During the timeslip a crowd of exuberant young natives tried to sing, but it was too cold and dry, and they did not persist for long. Nadia liked the idea, and in her mind she sang some of her old favorites many times: “Hello Central Give Me’ Dr. Jazz,” “Bucket’s Got a Hole in It,” “On the Sunny Side of the Street.” Over and over and over.

The longer the night went on, the better her mood became; it was beginning to seem like the plan was going to work. They were not passing hundreds of prostrate people^although the word from the cars was that a fair number of the young natives appeared to have blown it and gone out too fast, and were now requiring assistance. Everyone had gone from 500 millibars to 340, which was the equivalent of going from 4,000 meters altitude on Earth to 6,500 meters, not an inconsiderable jump even with the higher percentage of oxygen in the Martian air to mitigate the effects; thus people were coming down with altitude sickness. Altitude sickness tended to strike the young a bit more than the old anyway, and many of the natives had taken off very enthusiastically. So some were paying for it now, with headaches and nausea felling quite a few. But the cars reported success so far taking in the ones on the edge of vomiting, and escorting the rest. And the rear of the column was keeping a steady pace.

So Nadia trudged on, sometimes hand in hand with Maya or Art, sometimes in her own world, her mind wandering in the biting cold, remembering odd shards of the past. She remembered some of the other dangerous cold walks she had taken over the surface of this world of hers: out in the great storm with John at Rabe Crater … searching for the transponder with Arkady … following Frank down into Noctis Labyrinthus, on the night they escaped from the assault on Cairo… On that night too she had fallen into an odd bleak cheerfulness — response to a freeing from responsibility, perhaps, to becoming no more than a foot soldier, following someone else’s lead. Sixty-one had been such a disaster. This revolution too could devolve into chaos — indeed it had. No one in control. But there were still voices coming in over her wrist, from everywhere. And no one was going to strafe them from space. The most intransigent elements of the Transitional Authority had probably been killed outright, in Kasei Vallis — an aspect of Art’s “integrated pest management” that was no joke. And the rest of UNTA was being overwhelmed by sheer numbers. They were incapable, as anyone would be, of controlling a whole planet of dissidents. Or too intimidated to try.

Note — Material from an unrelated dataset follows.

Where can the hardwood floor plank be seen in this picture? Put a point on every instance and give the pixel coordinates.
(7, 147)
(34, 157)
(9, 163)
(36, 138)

So they had managed to do it differently this time. Or else conditions on Earth had simply changed, and all the various phenomena of Martian history were only distorted reflections of those changes. Quite possible. A troubling thought, when considering the future. But that was for later. They would face all that when they came to it. Now they only had to worry about getting to Libya Station. The sheer physicality of the problem, and of the solution to the problem, pleased her immensely. Finally something she could get her hands on. Walk. Breathe the frigid air. Try’ to warm her lungs from the rest of her, from the heart — something like Nirgal’s uncanny heat redistribution, if only she could!